Sibos' panel of banks agree that transparency in payments is more valuable than speed.
Banks are losing market share to closed network systems that can offer complete transparency. So what are they doing about it? Well, a lot of them are joining SWIFT’s Global Payments Initiative (gpi) (those that aren’t may be joining Ripple in its new venture, Global Payments Steering Group).
The key factor in corporate payments to get right, for JP Morgan, is certainty. John Hunter, managing director, USD Clearing, Treasury Services, JP Morgan, on the gpi panel at Sibos, Geneva, said of gpi,
“Many new competitors in the payments space have closed systems. As a network (gpi), to agree to a standard set of SLAs and methodologies allows us to compete in that space. The Amazons, the DHLs, the FedEx’s have taught clients they can and should see the payment tracked.
“There is a lot of dialogue around ‘faster’, but corporates don’t always want ‘faster’- whether it’s 14 seconds or seven hours, it doesn’t matter, they just need certainty so they can provide transparency to the remitter and the beneficiary.”
For both Deutsche Bank and Standard Chartered, also on the panel, the main advantage of gpi is the tracking, tantamount to the same thing: transparency.
Gpi uses a new set of rails with existing modus operandi (ie it is not much of a diversion from the status quo of payment messaging, and creates a network between banks so that they can streamline the payments service, providing reliability, transparency and certainty for their customers.
It seeks to address the main challenges for corporates in the B2B payments space: time delay, liquidity issues and capital information.
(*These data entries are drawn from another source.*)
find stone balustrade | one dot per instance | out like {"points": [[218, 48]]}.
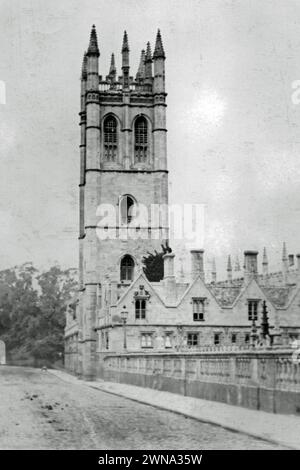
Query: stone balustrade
{"points": [[261, 379]]}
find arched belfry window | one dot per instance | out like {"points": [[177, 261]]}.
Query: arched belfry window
{"points": [[141, 139], [127, 268], [110, 139], [127, 204]]}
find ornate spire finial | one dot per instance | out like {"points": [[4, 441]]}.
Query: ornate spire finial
{"points": [[84, 67], [125, 46], [141, 70], [237, 266], [148, 57], [265, 257], [112, 68], [284, 252], [93, 45], [213, 270], [229, 269], [159, 49]]}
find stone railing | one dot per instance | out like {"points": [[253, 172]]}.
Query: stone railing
{"points": [[267, 380]]}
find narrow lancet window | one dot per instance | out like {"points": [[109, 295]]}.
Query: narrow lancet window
{"points": [[141, 140], [110, 139]]}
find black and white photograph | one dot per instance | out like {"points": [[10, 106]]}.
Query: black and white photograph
{"points": [[150, 229]]}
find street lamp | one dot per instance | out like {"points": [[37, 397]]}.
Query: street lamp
{"points": [[124, 315]]}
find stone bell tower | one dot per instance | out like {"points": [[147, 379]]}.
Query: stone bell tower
{"points": [[124, 166]]}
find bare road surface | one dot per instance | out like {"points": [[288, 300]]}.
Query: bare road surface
{"points": [[40, 411]]}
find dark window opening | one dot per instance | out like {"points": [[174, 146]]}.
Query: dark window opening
{"points": [[140, 309], [217, 338], [192, 339], [252, 310], [198, 309], [126, 209], [110, 139], [141, 140], [127, 268], [147, 340]]}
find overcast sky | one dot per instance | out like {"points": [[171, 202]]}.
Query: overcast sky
{"points": [[234, 132]]}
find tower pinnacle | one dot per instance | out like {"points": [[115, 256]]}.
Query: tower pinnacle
{"points": [[112, 68], [284, 252], [93, 49], [159, 49], [229, 269], [141, 70], [125, 46], [84, 67], [148, 57]]}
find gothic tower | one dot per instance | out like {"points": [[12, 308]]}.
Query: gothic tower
{"points": [[123, 166]]}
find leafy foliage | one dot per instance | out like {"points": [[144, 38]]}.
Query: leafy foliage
{"points": [[32, 310], [154, 264]]}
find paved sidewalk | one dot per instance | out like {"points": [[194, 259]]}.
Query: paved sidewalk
{"points": [[281, 429]]}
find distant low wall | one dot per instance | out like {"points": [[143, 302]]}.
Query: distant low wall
{"points": [[265, 380]]}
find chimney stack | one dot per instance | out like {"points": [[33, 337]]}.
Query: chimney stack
{"points": [[197, 264], [291, 260], [169, 277], [229, 269], [250, 265], [298, 267]]}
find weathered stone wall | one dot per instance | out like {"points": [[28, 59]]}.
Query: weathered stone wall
{"points": [[265, 380]]}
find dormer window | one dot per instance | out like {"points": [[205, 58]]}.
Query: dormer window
{"points": [[110, 139], [140, 140], [127, 268], [198, 309], [141, 297], [140, 309]]}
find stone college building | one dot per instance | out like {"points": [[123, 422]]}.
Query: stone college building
{"points": [[123, 156]]}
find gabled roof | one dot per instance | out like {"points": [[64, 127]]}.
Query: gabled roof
{"points": [[225, 296]]}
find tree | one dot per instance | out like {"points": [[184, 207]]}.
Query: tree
{"points": [[32, 310]]}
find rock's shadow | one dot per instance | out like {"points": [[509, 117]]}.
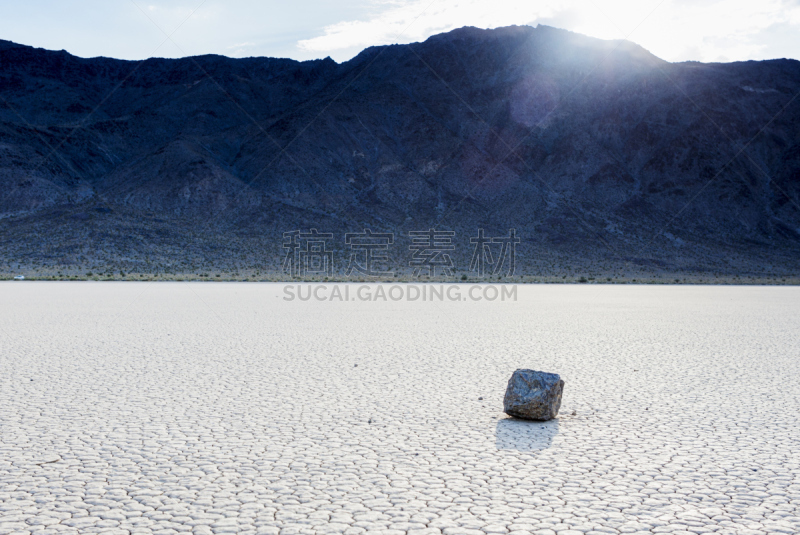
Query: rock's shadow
{"points": [[525, 435]]}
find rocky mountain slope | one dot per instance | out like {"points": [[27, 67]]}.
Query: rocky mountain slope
{"points": [[603, 157]]}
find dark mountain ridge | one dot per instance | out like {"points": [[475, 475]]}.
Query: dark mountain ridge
{"points": [[600, 154]]}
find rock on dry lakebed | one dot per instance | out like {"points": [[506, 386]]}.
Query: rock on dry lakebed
{"points": [[533, 395]]}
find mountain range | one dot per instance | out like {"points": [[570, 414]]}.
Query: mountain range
{"points": [[606, 160]]}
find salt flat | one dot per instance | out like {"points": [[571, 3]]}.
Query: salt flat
{"points": [[222, 408]]}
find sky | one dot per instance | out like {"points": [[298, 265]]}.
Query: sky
{"points": [[674, 30]]}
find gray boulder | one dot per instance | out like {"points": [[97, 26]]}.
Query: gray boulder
{"points": [[533, 395]]}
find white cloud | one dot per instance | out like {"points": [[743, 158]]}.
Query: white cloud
{"points": [[676, 30]]}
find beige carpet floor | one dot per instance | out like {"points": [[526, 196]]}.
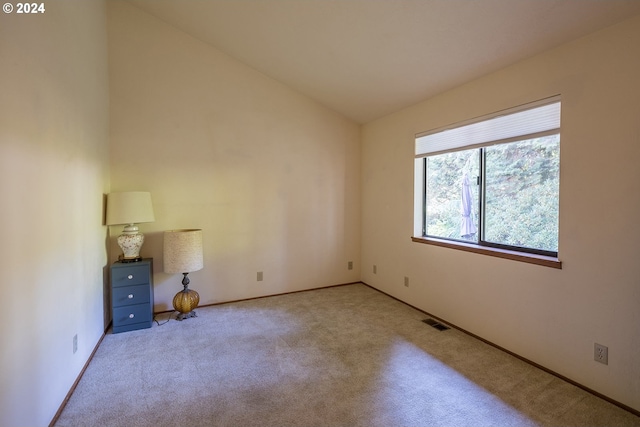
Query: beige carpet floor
{"points": [[342, 356]]}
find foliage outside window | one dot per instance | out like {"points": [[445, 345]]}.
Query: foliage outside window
{"points": [[498, 190]]}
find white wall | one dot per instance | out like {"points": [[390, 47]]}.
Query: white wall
{"points": [[53, 177], [270, 176], [552, 317]]}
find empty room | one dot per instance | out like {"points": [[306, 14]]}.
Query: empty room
{"points": [[320, 212]]}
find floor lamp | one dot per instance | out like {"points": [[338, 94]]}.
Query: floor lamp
{"points": [[183, 254]]}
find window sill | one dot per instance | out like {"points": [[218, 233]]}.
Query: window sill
{"points": [[500, 253]]}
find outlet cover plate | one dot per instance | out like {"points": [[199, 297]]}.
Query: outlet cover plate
{"points": [[601, 353]]}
The likes of Xoom, MoneyGram, Western Union, whose key advantage is having a closed network system, which gpi seeks to emulate, are encroaching on the big banks’ piece of the payments pie. Clients have become accustomed to real time tracking and complete transparency throughout the journey.
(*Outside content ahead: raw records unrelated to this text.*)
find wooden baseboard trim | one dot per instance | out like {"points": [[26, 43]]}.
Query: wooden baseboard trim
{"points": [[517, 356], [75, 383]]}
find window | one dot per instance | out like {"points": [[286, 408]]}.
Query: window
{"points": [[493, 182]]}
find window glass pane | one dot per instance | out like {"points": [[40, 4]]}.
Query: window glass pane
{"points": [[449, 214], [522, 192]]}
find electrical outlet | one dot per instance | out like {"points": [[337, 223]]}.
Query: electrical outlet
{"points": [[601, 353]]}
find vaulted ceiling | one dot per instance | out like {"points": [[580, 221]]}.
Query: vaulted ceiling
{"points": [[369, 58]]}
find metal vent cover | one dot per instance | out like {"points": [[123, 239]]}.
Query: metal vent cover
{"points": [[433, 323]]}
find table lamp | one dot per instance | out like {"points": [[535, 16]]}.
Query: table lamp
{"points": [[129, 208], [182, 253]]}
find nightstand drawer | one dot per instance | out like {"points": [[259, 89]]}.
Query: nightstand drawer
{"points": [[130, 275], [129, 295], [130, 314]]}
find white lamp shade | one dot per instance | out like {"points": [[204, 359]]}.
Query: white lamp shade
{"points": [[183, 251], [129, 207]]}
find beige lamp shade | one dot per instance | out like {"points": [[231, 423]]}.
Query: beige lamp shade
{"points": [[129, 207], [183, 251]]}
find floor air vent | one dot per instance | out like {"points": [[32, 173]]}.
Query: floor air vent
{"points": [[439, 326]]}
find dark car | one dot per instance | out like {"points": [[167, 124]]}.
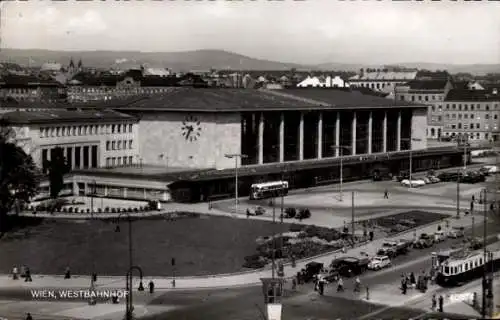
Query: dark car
{"points": [[312, 269], [350, 266], [448, 176]]}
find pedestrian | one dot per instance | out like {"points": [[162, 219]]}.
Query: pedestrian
{"points": [[340, 285], [27, 278], [15, 273], [67, 273], [413, 281], [357, 285], [440, 303], [321, 286]]}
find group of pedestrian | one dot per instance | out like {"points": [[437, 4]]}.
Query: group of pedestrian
{"points": [[25, 273], [435, 301]]}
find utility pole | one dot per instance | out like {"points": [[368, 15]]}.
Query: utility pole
{"points": [[352, 214], [485, 255]]}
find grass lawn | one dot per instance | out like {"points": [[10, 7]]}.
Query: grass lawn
{"points": [[200, 246]]}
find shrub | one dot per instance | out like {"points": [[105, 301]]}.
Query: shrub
{"points": [[290, 212], [294, 227]]}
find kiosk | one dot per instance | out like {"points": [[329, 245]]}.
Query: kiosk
{"points": [[273, 294]]}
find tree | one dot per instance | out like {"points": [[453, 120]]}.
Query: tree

Some 80% of ‘at risk’ payments are in the B2B segment. At risk being those passing through various markets and held up by AML differences in different markets; equally those which get lost en route due to something like a missing purpose code. Another problem can be a different amount of money being credited at the end than was pledged at the outset, this often being due to fee charges applied at the end of the payment journey, unbeknownst to the remitter.
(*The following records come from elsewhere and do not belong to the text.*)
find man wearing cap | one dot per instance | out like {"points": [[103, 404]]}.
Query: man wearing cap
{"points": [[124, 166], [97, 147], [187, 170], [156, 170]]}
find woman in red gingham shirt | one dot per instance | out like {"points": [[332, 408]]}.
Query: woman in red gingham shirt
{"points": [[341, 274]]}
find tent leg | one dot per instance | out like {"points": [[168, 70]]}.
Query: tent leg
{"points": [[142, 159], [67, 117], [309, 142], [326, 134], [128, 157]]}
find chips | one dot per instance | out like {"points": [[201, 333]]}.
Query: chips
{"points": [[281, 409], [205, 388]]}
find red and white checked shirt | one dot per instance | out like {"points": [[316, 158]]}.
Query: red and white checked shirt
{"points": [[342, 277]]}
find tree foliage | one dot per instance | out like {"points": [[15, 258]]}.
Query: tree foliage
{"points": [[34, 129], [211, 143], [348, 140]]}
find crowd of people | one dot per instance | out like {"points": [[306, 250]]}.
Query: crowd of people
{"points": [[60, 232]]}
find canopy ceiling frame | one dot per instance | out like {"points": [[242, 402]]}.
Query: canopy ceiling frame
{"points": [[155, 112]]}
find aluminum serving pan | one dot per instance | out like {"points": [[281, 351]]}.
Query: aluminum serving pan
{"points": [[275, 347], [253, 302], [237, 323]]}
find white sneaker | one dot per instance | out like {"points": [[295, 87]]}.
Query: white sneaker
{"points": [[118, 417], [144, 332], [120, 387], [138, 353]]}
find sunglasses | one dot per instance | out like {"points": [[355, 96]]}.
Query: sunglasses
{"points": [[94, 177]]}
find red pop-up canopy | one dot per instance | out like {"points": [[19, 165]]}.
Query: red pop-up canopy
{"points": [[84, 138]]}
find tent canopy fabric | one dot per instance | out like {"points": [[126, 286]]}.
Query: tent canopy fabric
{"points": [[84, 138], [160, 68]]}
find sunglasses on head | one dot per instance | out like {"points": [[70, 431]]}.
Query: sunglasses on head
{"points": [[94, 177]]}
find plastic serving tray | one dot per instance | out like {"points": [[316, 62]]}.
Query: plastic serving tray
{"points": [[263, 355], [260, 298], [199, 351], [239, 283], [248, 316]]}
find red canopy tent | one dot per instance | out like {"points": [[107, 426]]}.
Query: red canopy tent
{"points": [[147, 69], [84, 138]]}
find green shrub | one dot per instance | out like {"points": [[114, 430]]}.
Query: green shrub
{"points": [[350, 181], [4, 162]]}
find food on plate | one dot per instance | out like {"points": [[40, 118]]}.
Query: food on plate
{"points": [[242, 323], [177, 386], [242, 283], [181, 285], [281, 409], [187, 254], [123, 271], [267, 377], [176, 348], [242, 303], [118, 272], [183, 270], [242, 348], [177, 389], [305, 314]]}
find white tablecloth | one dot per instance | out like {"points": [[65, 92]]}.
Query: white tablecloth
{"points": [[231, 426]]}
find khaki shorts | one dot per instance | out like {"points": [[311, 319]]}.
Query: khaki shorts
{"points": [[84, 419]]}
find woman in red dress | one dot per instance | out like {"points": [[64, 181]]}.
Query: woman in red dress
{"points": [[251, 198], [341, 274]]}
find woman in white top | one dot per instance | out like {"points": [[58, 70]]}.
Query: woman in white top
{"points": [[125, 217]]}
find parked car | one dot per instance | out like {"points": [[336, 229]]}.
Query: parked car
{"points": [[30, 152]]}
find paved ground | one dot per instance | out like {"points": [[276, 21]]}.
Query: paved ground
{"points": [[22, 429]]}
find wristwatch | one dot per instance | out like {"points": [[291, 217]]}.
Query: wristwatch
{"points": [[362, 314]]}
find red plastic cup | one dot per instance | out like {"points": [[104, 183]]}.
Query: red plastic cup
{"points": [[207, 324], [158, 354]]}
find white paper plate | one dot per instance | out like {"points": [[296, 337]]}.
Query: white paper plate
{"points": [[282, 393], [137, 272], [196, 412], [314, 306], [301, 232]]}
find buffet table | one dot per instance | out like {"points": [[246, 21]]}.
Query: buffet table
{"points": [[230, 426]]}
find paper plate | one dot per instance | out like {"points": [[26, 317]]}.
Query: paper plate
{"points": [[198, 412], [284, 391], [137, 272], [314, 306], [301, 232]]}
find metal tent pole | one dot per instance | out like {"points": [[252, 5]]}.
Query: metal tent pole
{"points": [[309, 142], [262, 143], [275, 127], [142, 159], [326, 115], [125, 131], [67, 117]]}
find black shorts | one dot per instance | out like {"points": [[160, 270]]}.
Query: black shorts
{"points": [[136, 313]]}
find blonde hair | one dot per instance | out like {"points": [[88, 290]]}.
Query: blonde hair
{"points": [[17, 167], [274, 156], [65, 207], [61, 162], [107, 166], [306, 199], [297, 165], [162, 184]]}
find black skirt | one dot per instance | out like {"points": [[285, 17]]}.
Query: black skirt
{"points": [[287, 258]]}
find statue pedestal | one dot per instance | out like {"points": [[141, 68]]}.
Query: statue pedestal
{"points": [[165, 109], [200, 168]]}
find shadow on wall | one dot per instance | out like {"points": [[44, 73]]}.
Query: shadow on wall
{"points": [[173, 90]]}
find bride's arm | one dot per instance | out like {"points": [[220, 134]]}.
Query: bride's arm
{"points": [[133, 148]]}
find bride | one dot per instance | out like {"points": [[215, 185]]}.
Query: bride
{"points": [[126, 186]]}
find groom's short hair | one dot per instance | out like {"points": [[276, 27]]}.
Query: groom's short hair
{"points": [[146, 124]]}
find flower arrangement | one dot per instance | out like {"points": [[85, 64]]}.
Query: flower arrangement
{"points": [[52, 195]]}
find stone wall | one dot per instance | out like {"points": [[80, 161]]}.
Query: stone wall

Gpi has a group of banks on board, from Germany, the US, Brazil and China, offering a new set of rails which provide a tracker, directory and observer to endure full adherence by participants to the rules.
Stanley Wachs, head of bank engagement for SWIFT and chair of the panel, said the value proposition for banks was clear: to protect traffic, grow customer base and hence market share, and save costs. Swift’s gpi now has 86 banks on board since its inception in 2015, which represent 70% of SWIFT traffic, indeed touting gpi as “the DHL of payments”.
“gpi is, by definition, ‘same day correspondent banking’,” added Wachs.
Hunter said, “The process of getting the pilot going was not arduous, we were only adding an extra message into our system,” which was to update the network of the status of a given payment. He explained the only addition to the present system was adding a moniker to the bank’s payment messaging system as an identifier in the gpi network.
Gpi vs Blockchain
The burning question is how does this service sit alongside blockchain based technologies; does it compete, is it under threat, is it just a cheaper interim solution until such time as DLT truly takes over. Westerham alluded to the fact that the gpi cooperative has not ruled out implementing DLT technology, saying, “we are all exploring [DLT]. Corporates want payments to work, to be robust. There is a strong basis of cooperation with gpi and further versions with new technology can be built in.”
Interestingly, however, none of the panel refuted that it was indeed the future of payments when it was put to them by an audience member.
Stanley Wachs, head of bank engagement, gpi, SWIFT, moderating the panel, said DLT only solved specific aspects , eg nostro vostro accounts, etc. “There are gaps, open questions re scalability and network effects.
Magnus Carlsson, treasury and payments manager, Association for Financial Professionals, in response to this said there were still issues with blockchain technology and that gpi is a better solution vis-à-vis compliance, data privacy and sheer reach- “it has all the features in place,” Carlsson said.